Entrons dans le plus connu, le Goncourt. L'amour, qui n'osait pas dire son nom il y a quelques décennies, a aujourd'hui le choix des porte-voix, peut-être parce que notre société permissive, en ne lui accordant pas encore l'égalité des droits, tolère et encourage ses revendications, ce qui fait qu'il reste un objet de conflits tragiques.

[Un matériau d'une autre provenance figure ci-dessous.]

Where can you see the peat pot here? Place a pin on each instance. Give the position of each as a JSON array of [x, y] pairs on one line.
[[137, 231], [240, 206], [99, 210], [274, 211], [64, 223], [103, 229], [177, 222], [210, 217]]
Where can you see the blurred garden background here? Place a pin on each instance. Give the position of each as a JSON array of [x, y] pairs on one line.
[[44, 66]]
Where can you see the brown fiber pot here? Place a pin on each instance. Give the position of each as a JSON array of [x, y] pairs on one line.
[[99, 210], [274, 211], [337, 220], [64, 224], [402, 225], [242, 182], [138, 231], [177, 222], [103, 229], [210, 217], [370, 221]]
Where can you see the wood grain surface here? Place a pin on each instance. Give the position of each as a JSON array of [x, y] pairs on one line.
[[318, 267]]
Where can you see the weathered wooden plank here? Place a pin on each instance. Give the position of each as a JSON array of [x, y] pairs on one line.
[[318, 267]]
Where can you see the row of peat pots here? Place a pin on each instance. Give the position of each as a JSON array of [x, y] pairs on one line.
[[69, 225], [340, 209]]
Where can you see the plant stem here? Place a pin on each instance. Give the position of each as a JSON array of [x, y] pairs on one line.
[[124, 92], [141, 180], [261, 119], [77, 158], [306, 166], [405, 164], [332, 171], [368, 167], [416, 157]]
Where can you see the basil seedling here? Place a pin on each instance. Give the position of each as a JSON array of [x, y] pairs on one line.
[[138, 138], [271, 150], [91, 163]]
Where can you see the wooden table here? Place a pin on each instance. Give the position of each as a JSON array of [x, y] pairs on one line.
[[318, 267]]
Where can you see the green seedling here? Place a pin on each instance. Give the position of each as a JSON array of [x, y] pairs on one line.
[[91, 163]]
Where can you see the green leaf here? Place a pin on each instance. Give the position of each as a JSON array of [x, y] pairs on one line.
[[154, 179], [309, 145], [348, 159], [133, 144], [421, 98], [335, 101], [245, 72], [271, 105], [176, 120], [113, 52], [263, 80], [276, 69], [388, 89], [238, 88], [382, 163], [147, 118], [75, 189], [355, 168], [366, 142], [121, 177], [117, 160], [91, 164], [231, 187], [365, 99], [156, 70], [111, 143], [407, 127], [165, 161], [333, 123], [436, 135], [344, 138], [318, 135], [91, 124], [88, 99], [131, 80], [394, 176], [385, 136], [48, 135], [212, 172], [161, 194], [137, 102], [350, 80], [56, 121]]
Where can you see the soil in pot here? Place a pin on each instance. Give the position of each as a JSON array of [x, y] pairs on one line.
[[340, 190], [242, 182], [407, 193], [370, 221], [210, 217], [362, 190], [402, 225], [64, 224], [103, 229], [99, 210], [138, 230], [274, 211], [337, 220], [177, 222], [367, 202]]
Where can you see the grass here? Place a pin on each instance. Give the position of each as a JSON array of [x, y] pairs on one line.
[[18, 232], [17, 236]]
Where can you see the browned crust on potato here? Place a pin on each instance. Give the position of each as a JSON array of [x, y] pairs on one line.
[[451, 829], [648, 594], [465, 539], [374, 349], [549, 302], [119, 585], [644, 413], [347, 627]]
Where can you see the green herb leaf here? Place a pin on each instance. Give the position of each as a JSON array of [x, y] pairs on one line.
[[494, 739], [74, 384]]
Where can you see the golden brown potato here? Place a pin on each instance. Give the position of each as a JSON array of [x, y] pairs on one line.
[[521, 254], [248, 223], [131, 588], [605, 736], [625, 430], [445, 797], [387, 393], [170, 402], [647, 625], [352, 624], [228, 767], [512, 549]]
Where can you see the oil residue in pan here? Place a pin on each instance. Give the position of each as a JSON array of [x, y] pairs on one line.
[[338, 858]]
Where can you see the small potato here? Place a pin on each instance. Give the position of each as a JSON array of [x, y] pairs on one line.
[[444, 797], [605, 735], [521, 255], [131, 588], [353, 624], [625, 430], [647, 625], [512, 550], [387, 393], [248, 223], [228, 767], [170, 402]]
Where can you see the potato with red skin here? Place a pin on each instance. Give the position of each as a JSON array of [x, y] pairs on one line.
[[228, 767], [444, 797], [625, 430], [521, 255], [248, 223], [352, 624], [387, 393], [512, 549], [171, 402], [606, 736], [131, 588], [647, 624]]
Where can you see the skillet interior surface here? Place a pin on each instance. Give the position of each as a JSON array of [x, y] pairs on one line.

L'Académie Goncourt, qui a ouvert le chemin de Sodome et de Gomorrhe en couronnant Marcel Proust, vient d'y revenir, il y a deux ans avec Yves Navarre et cette année avec Dominique Fernandez, propagandiste zélé. Dans la main de l'ange est un gros roman, autobiographie fictive du cinéaste Pier Paolo Pasolini, où Dominique Fernandez donne libre cours à ses deux grandes passions, l'amour de l'Italie et l'amour des garçons, ce qui ne va pas sans quelques débordements. Il écrit bien, avec chaleur, et on le lit avec intérêt, mais toutes les occasions lui sont bonnes pour consacrer des pages à Bologne et à son escalope qui unit le jambon, la viande et le fromage, à la peinture du Caravage, à la chute du fascisme, aux scandales de la démocratie chrétienne et à la condition des gigolos italiens, à vingt autres questions qui font un peu perdre de vue la ligne centrale, qui est la glorification et même la sanctification, par l'abjection et le martyre, de la sodomie. Œuvre d'écrivain intelligent et cultivé en tout cas.

Canadien

À la baraque voisine, celle du comité Femina, on nous offre une curiosité devenue banale, un roman canadien. Maria Chapdelaine s'est réchauffée et dessalée depuis le temps. On a même publié cette saison un petit roman, Le dernier été des Indiens, où l'on voit un très jeune Canadien découvrir l'amour dans les bras d'un Indien, bravant la morale chrétienne et le racisme. Les fous de Bassan d'Anne Hébert sont d'étranges oiseaux, une petite colonie de protestants américains fixée en terre canadienne et qui éclate au cours de l'été de 1935, parce qu'un garçon est revenu de Floride chargé d'ardeurs qui enflamment deux très jeunes filles travaillées par la puberté. Le roman est raconté par les monologues des personnages, ce qui ne va pas sans répétitions complaisantes, mais le mystère policier est bien entretenu, les évocations des sentiments et des paysages très fortes. C'est de la peinture de chevalet sans profondeur mais exécutée avec une vigueur qui menace de briser le cadre.